My son spent last week at an outdoor classroom along with the rest of his middle school classmates. For four days they camped in shelters made by the children and learned valuable lessons of living in community with each other. The large group was divided into three different tribes, and each child was assigned certain jobs for their tribe. My son, a member of the Otter tribe, told me that his first choice was to be responsible for fire. He got this job, and was thrilled. He actually looked forward to waking each morning at 4:30 am to gather firewood with the other “fire” people. No adult woke them. They were responsible for getting themselves up and out, and having the fires, both for warmth and food, ready to go by the time the other Otters woke for the day.
He loved his time at the land, and was especially proud of his fire making ability. He spent most of the way home telling me about making fire and all the stories surrounding each fire. I had decided earlier that day to purchase a portable fire pit, and shared this with him on the way home. To say he was excited was an understatement.

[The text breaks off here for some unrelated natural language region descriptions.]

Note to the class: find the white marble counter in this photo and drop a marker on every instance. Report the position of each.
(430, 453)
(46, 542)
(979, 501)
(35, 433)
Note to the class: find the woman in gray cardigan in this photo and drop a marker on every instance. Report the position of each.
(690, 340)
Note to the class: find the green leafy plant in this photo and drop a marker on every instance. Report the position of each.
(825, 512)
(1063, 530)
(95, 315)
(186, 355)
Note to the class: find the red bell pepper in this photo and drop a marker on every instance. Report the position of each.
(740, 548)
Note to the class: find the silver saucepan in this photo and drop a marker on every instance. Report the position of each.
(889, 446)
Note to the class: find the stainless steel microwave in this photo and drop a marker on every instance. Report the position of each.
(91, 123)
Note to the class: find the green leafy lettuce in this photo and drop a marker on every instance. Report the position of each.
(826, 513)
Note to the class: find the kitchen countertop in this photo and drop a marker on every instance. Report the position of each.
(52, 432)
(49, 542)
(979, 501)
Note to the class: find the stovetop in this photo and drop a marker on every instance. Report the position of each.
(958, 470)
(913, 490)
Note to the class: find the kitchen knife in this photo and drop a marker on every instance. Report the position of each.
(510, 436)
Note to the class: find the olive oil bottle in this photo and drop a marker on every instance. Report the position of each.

He immediately asked if he could make the fire, and could we please have s’mores, too. His sister chimed in and thought it was a great idea, and asked if she could help make the fire. We purchased the fire pit, pulled into the garage, and both children dashed out of the car and ran to the backyard. When I asked them what they were doing, they said, “Well, we have to gather firewood, you know, if we are going to have a fire.” A few minutes later, I observed them in the back patio area breaking up sticks and talking about how to build a fire.
Later, after the fire pit was ably assembled by my husband, assisted by me, our children went to work on the fire. My son took over the construction of the fire, arranging the sticks in a particular pattern. He explained that he had learned this technique from an older tribe member. He also shared why it was effective, and what he needed to do to really get a good fire going and keep it going.
A half hour later, the four of us were gathered around the new fire pit, roasting marshmallows for s’mores, and having a great family moment. My son was beaming over the success of his fire, and of course, loving the s’mores.
Portable fire pit $29, ingredients for s’mores $9, evening outside with kids: priceless. Enjoy the Fall and your children.